PCI May Use Legal Action To Fight Credit-Score Study

By Michael Ha

NU Online News Service, July 1, 3:25 p.m. EDT?A national insurers' trade group threatened to sue regulators to block a multi-state study of the carriers' use of credit background to rate customers.[@@]

The group Property Casualty Insurers Association of America expressed its willingness to take legal steps, if needed, to stop the data calls regulators are sending out to insurers to gather information for this study.

In its announcement at a morning conference call, PCI did not say when it might go to court, but it noted that the time for dialogues with regulators may run out soon, since the closing date for insurers to turn in their data is next month.

The deadline for participating states to turn in the data to the Missouri Insurance Department, which is spearheading the multi-state effort, is Aug. 20. The states currently participating in the study are: Indiana, Louisiana, Maryland, Missouri, Montana, Nevada, Oregon and Washington.

"We will say this: As time goes on and the deadlines for the data calls get closer, we will have to further analyze all of our options, including a potential legal action," commented Robert Zeman, senior vice president for the Des Plaines, Ill-based PCI.

In today's conference call, PCI representatives also answered recent criticism over their attack on the study made by the consumer advocacy group, Center for Economic Justice, Austin, Texas.

This week, the Center's executive director, Birny Birnbaum, offered a written statement blistering PCI and the National Association of Mutual Insurance Companies in Indianapolis for the way the groups have been portraying the credit-scoring study's data call as potentially illegal.

"We know that insurers' use of credit scoring will come to an end when we see the insurance industry resort to such desperate tactics to defend their use of credit scoring," Mr. Birnbaum stated.

He added, "If you can't win on the merits, then you demonize the other side, misinform the debate and contradict yourself every time you say something. The industry can't win the credit-scoring debate on the merits, so it must resort to these other tactics."

But PCI maintains that its concerns are legitimate. According to PCI, most state regulators participating in the credit-scoring study are sending data calls to insurers under their market-conduct examination law and such action falls outside insurance departments' legal authority.

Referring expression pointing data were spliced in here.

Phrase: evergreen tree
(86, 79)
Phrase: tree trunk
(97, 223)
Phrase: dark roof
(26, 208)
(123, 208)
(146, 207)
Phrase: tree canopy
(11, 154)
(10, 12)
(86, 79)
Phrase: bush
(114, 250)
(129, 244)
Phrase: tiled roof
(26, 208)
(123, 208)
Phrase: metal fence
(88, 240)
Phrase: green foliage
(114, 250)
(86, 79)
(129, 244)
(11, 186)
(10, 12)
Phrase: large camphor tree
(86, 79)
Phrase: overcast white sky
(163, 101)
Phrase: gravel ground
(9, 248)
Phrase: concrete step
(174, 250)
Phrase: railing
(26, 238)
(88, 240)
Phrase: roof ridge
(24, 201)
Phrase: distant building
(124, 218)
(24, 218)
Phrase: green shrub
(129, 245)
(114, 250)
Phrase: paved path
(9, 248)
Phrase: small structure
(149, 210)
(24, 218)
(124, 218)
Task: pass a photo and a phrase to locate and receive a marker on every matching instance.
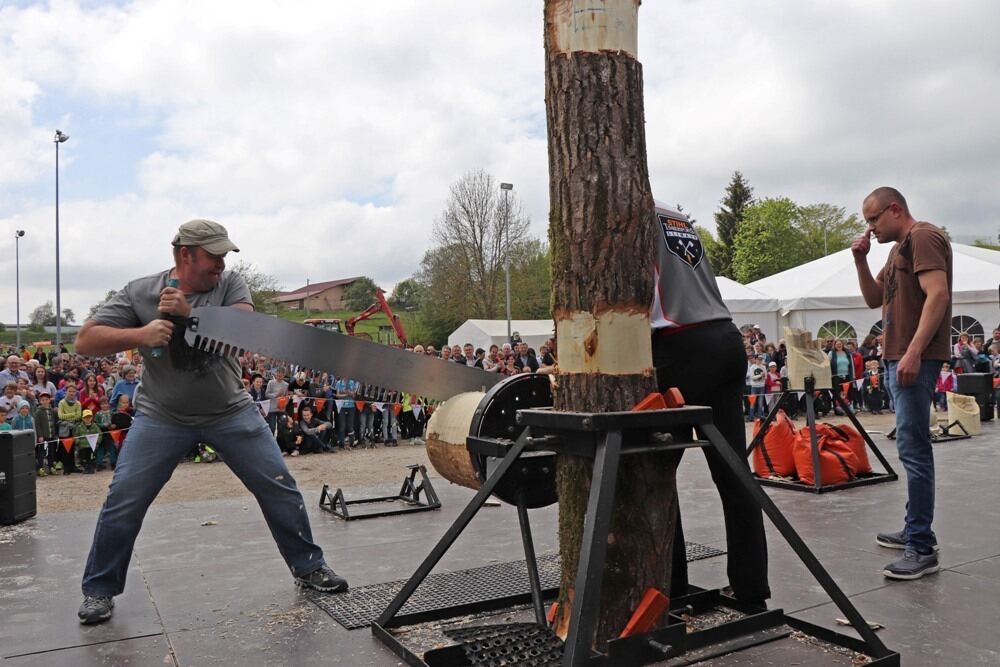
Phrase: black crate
(17, 476)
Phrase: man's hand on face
(157, 333)
(172, 302)
(862, 244)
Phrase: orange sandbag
(837, 461)
(850, 435)
(774, 454)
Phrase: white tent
(750, 306)
(825, 292)
(483, 333)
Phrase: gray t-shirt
(183, 386)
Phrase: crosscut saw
(229, 332)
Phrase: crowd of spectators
(80, 408)
(857, 372)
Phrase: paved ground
(220, 595)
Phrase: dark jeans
(153, 451)
(708, 365)
(913, 442)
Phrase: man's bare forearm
(99, 340)
(871, 291)
(930, 318)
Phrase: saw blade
(227, 331)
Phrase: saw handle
(157, 352)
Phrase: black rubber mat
(358, 607)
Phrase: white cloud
(325, 135)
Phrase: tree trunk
(603, 255)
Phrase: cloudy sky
(325, 135)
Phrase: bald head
(884, 196)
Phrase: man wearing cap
(184, 397)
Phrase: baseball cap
(206, 234)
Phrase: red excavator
(380, 305)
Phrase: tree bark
(603, 255)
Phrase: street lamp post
(507, 187)
(59, 138)
(17, 280)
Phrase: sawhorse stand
(406, 501)
(605, 438)
(818, 487)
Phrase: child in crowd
(70, 414)
(757, 374)
(22, 421)
(106, 448)
(46, 435)
(872, 388)
(122, 418)
(88, 435)
(945, 383)
(316, 433)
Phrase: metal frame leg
(771, 414)
(461, 523)
(530, 562)
(864, 434)
(751, 486)
(593, 552)
(813, 442)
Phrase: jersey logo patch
(682, 240)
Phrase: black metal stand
(606, 437)
(406, 501)
(818, 487)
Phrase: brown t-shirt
(925, 248)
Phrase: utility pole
(507, 187)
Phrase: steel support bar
(593, 552)
(750, 485)
(456, 529)
(530, 562)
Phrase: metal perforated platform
(358, 607)
(521, 644)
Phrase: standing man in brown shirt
(914, 290)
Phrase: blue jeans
(345, 424)
(913, 442)
(147, 460)
(759, 408)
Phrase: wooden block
(805, 358)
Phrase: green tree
(97, 306)
(529, 281)
(713, 249)
(263, 286)
(406, 296)
(767, 241)
(360, 294)
(482, 227)
(824, 229)
(728, 220)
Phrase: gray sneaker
(898, 540)
(95, 609)
(324, 579)
(912, 566)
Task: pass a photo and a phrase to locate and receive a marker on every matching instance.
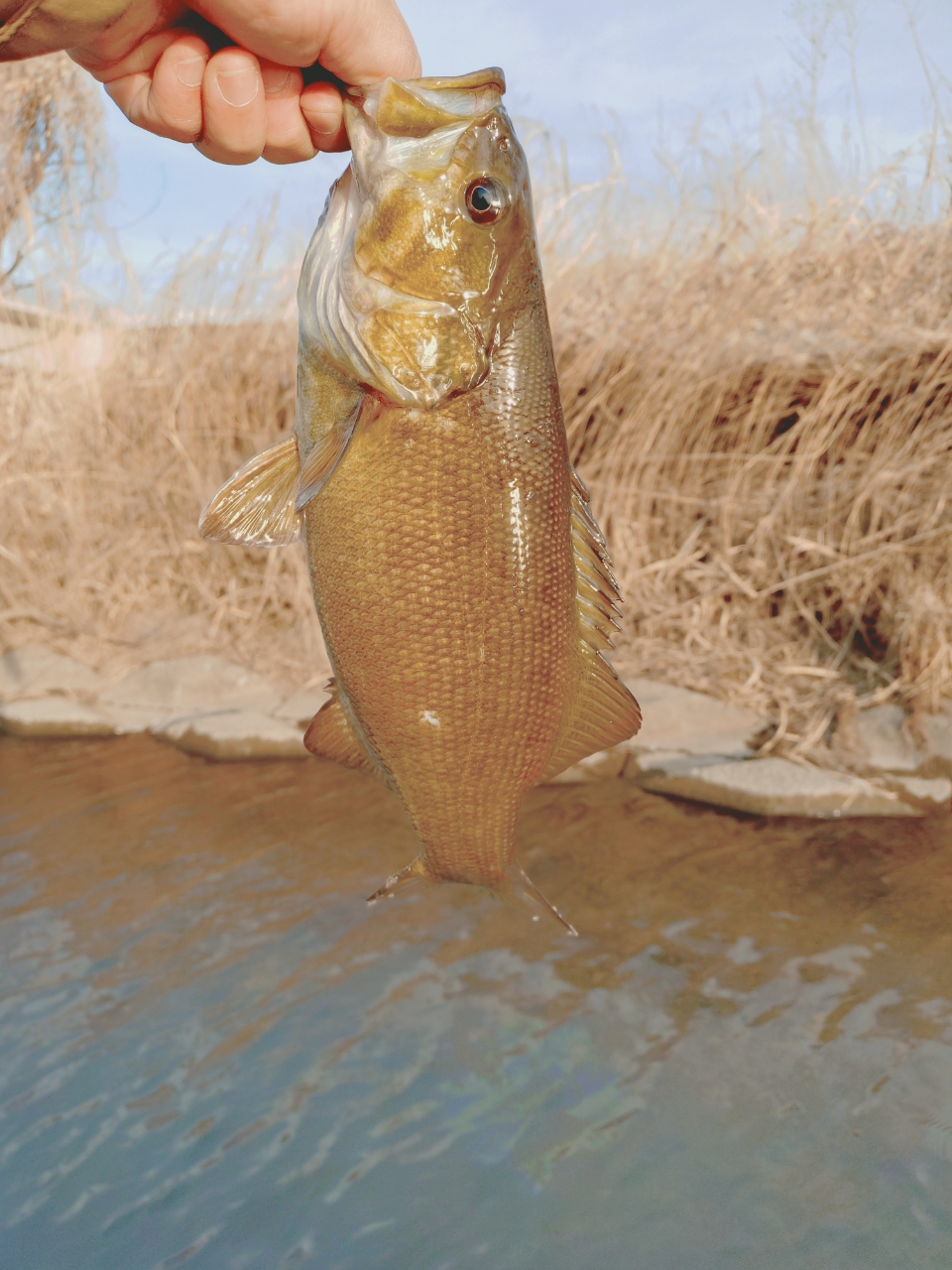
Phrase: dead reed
(769, 436)
(761, 399)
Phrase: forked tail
(517, 889)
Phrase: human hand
(235, 104)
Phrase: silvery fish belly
(462, 584)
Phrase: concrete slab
(301, 706)
(189, 686)
(235, 734)
(881, 743)
(53, 716)
(774, 786)
(35, 670)
(693, 722)
(604, 766)
(930, 795)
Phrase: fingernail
(273, 85)
(239, 86)
(189, 71)
(325, 126)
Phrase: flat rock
(54, 716)
(772, 786)
(235, 734)
(937, 731)
(301, 706)
(881, 743)
(680, 719)
(184, 686)
(932, 795)
(37, 671)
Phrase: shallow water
(213, 1055)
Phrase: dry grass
(769, 437)
(54, 163)
(761, 399)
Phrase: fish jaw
(402, 289)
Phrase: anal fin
(331, 735)
(604, 715)
(257, 506)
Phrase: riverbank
(690, 744)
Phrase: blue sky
(625, 66)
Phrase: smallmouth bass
(463, 588)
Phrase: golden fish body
(463, 589)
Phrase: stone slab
(932, 795)
(189, 686)
(301, 706)
(680, 719)
(235, 734)
(881, 743)
(132, 719)
(37, 671)
(774, 786)
(53, 716)
(937, 731)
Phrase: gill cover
(402, 289)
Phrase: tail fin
(521, 890)
(516, 889)
(408, 878)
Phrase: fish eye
(484, 200)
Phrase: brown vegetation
(761, 402)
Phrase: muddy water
(212, 1055)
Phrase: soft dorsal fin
(322, 460)
(604, 712)
(333, 735)
(255, 508)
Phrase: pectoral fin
(604, 712)
(257, 506)
(322, 460)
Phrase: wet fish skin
(463, 589)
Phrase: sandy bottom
(213, 1055)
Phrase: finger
(234, 113)
(361, 41)
(287, 137)
(324, 111)
(160, 91)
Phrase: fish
(463, 587)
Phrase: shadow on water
(213, 1055)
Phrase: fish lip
(492, 76)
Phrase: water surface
(213, 1055)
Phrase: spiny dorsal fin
(604, 711)
(329, 449)
(331, 735)
(255, 508)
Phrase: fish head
(433, 235)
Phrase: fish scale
(463, 588)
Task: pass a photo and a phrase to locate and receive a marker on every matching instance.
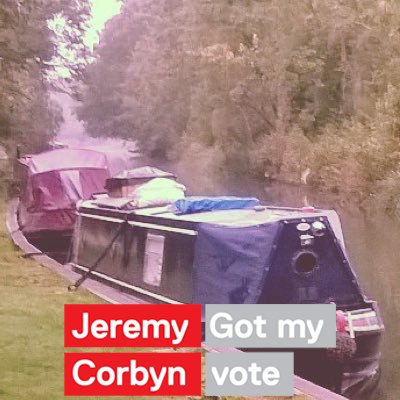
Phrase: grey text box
(271, 325)
(249, 374)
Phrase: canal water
(372, 241)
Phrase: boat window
(153, 259)
(305, 262)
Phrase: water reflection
(373, 244)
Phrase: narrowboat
(52, 183)
(240, 253)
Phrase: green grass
(31, 327)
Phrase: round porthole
(305, 262)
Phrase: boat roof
(228, 218)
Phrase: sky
(102, 11)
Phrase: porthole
(305, 262)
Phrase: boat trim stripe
(163, 228)
(128, 286)
(147, 225)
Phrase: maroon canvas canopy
(54, 182)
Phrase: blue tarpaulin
(190, 205)
(230, 263)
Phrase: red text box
(132, 325)
(132, 374)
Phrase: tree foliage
(28, 49)
(268, 87)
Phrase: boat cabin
(256, 255)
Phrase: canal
(373, 243)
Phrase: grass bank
(31, 326)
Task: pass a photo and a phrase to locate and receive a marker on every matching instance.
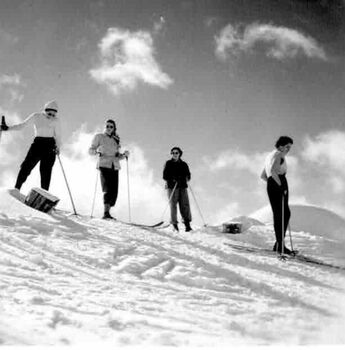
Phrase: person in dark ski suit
(176, 174)
(45, 146)
(274, 174)
(107, 146)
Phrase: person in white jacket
(46, 144)
(107, 146)
(274, 174)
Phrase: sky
(220, 79)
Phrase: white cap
(51, 105)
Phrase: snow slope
(81, 281)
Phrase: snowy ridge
(76, 280)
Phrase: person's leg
(30, 161)
(105, 176)
(46, 167)
(113, 187)
(287, 212)
(185, 208)
(275, 197)
(174, 197)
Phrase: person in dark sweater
(176, 174)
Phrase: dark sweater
(176, 172)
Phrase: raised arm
(23, 124)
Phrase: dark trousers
(279, 199)
(110, 185)
(41, 150)
(179, 196)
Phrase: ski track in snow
(76, 280)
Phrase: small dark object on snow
(41, 199)
(232, 227)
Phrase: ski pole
(94, 194)
(197, 205)
(3, 124)
(282, 236)
(169, 200)
(128, 193)
(291, 238)
(69, 191)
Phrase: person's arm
(263, 175)
(93, 150)
(275, 168)
(26, 122)
(166, 173)
(188, 174)
(57, 135)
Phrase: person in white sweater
(274, 174)
(46, 144)
(107, 146)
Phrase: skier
(45, 146)
(107, 146)
(176, 174)
(274, 174)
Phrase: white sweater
(44, 126)
(273, 164)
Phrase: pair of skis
(296, 255)
(153, 226)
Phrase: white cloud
(127, 58)
(159, 25)
(233, 159)
(12, 84)
(14, 79)
(326, 151)
(279, 42)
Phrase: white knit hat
(51, 105)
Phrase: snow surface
(82, 281)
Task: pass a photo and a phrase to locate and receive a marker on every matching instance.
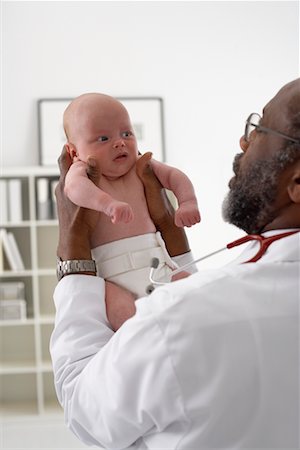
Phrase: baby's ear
(71, 149)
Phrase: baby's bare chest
(132, 193)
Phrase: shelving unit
(26, 377)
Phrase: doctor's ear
(71, 149)
(294, 185)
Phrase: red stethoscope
(264, 244)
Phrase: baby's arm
(83, 192)
(176, 181)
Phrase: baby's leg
(120, 304)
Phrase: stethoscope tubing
(264, 242)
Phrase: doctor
(211, 361)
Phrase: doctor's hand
(160, 208)
(76, 224)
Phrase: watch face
(74, 266)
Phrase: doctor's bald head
(265, 190)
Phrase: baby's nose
(119, 143)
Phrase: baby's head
(98, 125)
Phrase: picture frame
(146, 115)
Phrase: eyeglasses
(252, 123)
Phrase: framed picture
(146, 115)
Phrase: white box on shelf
(12, 310)
(43, 199)
(15, 206)
(3, 201)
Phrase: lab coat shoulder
(110, 385)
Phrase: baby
(125, 239)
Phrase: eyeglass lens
(251, 124)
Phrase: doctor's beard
(248, 204)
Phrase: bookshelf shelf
(26, 376)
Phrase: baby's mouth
(121, 156)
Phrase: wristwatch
(73, 266)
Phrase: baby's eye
(102, 138)
(127, 133)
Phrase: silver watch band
(73, 266)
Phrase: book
(11, 250)
(16, 251)
(43, 199)
(15, 200)
(3, 201)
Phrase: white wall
(212, 62)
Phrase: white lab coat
(208, 362)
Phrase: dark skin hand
(76, 226)
(160, 208)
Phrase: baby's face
(104, 131)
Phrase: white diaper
(126, 262)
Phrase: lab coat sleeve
(114, 387)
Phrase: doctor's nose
(119, 143)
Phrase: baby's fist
(187, 214)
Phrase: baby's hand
(119, 212)
(187, 214)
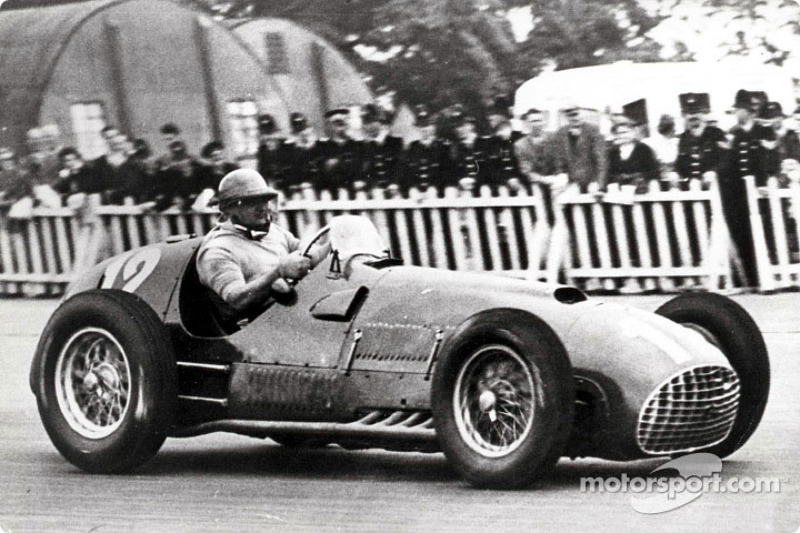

The PCI and NAMIC letter sent last month to regulators involved in the credit-scoring study, argued that market-conduct examination law should only be used to determine compliance with existing laws, not for developing new laws or for public-policy research.

"We have major concerns about the data call from a legal as well as a public policy perspective," PCI's Mr. Zeman said today. "As we view the data call, it's not being necessarily conducted with a view toward gauging compliance with existing laws," he continued. "Its use of the examination authority is a bit of fishing expedition, frankly, for a broader study which is really not authorized as we see it.

"This issue has been well settled by state legislatures, and there are some commissioners who are perhaps less willing to accept the result from state legislatures," Mr. Zeman said.